Retomo el camino de Pájaro Febres Cordero y planteo varios absurdos dentro de nuestra sociedad que afectan la sana vecindad entre compatriotas. No son todos los problemas que inciden e impiden el progreso general, pero con una pequeña dosis de honestidad y acción concreta se pueden arreglar.
Uno, sencillo: ¿por qué la Ecuafútbol mantiene el yugo de jugar obligatoriamente, a extrema conveniencia de parte, a 2.800 m de altura, al mediodía? ¿No hay una autoridad que corrija este insano e injusto proceder, implantado con soberbia desde hace décadas? Deben jugarse los partidos de fútbol desde las 16:00, no antes.

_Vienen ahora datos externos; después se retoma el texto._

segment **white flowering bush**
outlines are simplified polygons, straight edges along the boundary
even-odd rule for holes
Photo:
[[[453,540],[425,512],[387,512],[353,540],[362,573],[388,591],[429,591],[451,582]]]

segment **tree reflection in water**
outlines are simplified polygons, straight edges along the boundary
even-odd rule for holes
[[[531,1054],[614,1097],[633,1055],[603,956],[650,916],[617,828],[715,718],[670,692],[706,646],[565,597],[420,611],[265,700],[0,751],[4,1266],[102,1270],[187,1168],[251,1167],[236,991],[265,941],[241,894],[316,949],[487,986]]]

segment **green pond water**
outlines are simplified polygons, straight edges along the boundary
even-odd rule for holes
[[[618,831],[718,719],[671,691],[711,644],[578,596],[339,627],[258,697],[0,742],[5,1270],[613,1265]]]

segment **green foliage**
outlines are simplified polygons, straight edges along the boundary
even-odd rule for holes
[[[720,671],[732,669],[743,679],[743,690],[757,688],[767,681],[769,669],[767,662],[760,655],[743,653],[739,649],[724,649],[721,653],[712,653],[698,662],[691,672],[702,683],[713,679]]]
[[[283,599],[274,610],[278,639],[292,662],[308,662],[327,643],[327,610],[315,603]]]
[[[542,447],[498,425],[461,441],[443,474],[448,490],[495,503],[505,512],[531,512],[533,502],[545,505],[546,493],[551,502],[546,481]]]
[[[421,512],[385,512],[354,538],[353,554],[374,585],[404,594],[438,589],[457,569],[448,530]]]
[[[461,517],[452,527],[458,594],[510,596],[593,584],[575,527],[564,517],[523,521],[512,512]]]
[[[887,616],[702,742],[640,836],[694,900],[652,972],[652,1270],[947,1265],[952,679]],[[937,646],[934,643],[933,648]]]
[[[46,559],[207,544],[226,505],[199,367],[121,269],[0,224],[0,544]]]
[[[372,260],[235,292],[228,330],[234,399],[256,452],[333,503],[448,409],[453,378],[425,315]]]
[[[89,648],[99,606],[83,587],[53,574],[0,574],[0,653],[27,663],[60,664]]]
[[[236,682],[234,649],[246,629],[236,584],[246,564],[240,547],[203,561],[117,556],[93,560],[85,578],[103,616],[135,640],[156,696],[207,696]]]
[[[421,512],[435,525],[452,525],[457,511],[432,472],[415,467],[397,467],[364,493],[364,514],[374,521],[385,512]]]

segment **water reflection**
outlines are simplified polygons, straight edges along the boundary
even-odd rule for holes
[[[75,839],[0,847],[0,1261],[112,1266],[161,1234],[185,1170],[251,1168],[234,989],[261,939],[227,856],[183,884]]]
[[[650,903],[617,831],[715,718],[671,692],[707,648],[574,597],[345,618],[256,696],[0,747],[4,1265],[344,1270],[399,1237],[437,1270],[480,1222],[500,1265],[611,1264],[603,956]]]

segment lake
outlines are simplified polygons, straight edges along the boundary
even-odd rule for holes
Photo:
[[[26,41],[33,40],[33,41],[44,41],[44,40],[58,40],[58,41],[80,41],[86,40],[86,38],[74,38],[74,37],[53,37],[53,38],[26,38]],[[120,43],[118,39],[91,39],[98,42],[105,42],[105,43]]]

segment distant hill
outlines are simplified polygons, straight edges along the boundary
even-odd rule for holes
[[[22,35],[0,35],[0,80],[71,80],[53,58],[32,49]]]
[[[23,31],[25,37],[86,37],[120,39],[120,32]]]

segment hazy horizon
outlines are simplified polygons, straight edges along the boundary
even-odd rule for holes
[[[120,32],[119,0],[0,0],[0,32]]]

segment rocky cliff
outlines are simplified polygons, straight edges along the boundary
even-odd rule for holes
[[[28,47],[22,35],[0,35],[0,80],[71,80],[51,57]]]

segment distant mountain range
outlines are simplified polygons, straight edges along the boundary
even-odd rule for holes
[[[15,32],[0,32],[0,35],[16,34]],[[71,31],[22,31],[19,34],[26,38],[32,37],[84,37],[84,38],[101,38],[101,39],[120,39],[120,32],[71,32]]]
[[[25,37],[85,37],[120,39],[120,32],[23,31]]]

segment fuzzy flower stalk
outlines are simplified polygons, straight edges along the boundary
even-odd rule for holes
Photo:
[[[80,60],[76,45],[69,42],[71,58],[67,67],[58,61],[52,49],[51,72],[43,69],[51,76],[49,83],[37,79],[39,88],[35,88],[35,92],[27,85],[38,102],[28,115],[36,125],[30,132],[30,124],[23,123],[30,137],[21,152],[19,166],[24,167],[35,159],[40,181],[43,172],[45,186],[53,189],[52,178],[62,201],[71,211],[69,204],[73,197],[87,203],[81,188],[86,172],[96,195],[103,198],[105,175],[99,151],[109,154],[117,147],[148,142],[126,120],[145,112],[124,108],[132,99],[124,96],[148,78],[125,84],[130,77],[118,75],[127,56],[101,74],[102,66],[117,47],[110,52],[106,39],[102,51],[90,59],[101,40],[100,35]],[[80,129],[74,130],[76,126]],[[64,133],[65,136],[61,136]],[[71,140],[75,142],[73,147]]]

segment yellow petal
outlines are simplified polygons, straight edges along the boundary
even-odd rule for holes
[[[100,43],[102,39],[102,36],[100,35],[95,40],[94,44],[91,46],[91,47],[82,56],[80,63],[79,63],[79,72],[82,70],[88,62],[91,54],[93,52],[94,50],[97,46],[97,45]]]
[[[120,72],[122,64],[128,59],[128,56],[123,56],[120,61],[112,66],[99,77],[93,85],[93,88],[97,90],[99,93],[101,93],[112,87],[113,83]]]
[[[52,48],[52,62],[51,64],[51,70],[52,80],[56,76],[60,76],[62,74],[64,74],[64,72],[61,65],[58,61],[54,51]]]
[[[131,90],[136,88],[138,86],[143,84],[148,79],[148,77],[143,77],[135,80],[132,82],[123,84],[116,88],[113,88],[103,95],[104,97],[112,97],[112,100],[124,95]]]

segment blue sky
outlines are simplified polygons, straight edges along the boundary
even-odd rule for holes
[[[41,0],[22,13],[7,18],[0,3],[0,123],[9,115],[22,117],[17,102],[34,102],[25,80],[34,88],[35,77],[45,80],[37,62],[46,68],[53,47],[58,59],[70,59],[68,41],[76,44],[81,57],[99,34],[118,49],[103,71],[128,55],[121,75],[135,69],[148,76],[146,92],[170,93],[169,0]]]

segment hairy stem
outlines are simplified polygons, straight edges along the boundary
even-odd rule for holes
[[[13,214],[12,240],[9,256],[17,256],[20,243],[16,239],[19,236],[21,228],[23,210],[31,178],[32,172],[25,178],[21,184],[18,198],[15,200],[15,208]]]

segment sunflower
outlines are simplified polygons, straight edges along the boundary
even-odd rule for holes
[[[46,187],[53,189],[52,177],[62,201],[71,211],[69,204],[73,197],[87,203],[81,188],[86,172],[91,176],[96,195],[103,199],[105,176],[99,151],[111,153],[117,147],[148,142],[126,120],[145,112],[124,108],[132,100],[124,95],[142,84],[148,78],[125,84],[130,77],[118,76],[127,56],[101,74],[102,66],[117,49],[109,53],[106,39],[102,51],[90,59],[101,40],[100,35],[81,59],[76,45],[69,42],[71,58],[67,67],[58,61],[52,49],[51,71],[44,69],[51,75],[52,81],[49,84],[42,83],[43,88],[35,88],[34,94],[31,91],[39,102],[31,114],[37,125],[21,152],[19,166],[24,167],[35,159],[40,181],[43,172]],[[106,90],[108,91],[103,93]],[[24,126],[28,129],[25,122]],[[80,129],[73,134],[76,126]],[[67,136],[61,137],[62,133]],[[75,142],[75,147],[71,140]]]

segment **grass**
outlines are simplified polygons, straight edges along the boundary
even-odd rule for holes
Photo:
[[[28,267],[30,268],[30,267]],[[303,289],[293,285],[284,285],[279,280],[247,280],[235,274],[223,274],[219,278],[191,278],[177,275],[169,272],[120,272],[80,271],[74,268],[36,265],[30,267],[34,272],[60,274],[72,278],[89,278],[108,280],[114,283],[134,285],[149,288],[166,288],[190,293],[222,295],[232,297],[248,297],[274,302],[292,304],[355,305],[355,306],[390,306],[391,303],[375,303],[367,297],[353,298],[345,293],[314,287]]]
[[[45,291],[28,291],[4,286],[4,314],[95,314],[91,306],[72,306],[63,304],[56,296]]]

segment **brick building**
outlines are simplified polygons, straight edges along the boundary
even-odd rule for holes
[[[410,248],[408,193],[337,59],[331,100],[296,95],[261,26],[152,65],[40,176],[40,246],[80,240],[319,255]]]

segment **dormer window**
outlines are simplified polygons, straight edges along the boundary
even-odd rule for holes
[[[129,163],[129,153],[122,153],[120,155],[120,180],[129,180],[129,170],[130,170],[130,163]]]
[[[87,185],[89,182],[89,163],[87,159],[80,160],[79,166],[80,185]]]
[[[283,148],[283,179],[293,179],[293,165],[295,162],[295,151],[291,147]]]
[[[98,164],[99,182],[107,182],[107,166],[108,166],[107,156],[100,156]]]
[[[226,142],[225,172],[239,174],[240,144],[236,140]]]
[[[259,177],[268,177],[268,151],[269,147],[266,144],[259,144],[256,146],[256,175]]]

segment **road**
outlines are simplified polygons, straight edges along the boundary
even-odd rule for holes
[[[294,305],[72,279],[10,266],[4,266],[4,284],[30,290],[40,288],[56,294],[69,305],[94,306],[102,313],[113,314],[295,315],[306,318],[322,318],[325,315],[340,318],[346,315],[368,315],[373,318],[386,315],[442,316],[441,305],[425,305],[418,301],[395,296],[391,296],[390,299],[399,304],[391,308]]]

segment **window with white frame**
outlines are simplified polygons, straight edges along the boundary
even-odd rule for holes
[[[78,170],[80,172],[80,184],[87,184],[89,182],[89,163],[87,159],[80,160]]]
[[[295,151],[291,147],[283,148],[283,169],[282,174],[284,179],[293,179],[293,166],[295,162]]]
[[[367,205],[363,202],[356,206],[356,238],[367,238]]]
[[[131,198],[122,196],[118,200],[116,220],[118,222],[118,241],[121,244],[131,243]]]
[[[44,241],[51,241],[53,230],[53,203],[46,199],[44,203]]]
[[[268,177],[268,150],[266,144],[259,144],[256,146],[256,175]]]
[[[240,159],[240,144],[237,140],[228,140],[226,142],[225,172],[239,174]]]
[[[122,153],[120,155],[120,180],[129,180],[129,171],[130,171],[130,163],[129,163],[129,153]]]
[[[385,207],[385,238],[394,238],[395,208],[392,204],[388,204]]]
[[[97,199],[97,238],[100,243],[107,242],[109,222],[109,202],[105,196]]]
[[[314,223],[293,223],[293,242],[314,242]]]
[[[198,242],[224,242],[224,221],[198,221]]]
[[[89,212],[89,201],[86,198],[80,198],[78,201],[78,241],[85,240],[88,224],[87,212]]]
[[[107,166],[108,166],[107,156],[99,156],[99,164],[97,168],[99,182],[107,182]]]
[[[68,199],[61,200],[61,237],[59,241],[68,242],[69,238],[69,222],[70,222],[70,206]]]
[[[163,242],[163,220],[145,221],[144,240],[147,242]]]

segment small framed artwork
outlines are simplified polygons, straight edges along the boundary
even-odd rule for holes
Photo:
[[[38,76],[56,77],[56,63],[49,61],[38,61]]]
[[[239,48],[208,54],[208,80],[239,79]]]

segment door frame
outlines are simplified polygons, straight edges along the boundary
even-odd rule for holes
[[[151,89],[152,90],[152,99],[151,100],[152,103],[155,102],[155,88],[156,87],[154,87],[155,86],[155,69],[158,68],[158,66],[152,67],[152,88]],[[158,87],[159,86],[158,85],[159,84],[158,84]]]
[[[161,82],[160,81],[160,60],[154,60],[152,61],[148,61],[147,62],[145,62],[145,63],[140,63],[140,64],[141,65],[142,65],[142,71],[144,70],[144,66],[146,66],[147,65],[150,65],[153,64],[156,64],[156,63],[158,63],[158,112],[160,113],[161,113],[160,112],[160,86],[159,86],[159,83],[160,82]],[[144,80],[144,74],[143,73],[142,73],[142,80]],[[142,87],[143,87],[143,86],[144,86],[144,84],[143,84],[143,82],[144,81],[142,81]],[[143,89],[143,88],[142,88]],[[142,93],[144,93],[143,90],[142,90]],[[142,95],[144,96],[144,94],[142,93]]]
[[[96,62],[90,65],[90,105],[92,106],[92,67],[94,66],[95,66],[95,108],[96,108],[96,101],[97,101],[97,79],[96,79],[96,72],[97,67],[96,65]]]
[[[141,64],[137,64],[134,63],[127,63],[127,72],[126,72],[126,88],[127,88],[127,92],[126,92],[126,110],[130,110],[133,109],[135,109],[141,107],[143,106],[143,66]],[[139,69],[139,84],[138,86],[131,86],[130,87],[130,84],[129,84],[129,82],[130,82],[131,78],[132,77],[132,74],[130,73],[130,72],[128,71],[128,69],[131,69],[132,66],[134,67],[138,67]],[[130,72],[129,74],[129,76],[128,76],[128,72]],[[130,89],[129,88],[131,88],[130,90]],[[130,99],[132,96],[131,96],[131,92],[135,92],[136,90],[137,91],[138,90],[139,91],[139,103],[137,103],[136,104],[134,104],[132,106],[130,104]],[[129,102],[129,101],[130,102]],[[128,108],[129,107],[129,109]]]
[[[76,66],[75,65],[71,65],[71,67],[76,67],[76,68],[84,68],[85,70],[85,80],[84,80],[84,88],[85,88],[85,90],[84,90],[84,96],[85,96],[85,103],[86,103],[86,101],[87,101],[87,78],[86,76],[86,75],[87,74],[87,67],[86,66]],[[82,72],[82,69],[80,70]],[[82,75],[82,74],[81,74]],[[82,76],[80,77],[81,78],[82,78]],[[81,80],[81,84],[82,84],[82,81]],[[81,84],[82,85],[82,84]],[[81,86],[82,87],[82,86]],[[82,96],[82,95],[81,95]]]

Dos, algo menos sencillo: La mayoría de las instituciones públicas, en todas las áreas, categorías y dependencias omiten, con cínico e ilegal proceder, el cumplimiento de la Ley de Transparencia, en especial el destino que le dan al dinero público, especialmente proveedores (beneficiarios) de los fondos de la sociedad. ¿Cuál es la autoridad llamada a velar por este cumplimiento?
Tres, focal para el próximo gobierno: ¿Cómo se mide el desempeño de las entidades y dependencias públicas?; ¿qué resultados entrega cada institución del sector público en relación con su misión específica?; ¿cómo sabe cada una de estas lo que debe mejorar en su desempeño?; ¿cuál es la correlación objetivos cumplidos vs. recursos consumidos? Futuros ministros, si no logran respuestas a estas preguntas básicas, nunca podrán hacer un cambio mínimo (positivo) en el postrado estado de desempeño organizacional de las dependencias que entrarán a dirigir. Es decir, todo cae en saco roto (y debajo del saco están los corruptos). El problema central, apreciado Ec. Rafael Correa Delgado, es que la bajísima productividad del sector público impide el crecimiento de las actividades privadas y disminuye la calidad de vida de las grandes mayorías de menores recursos económicos.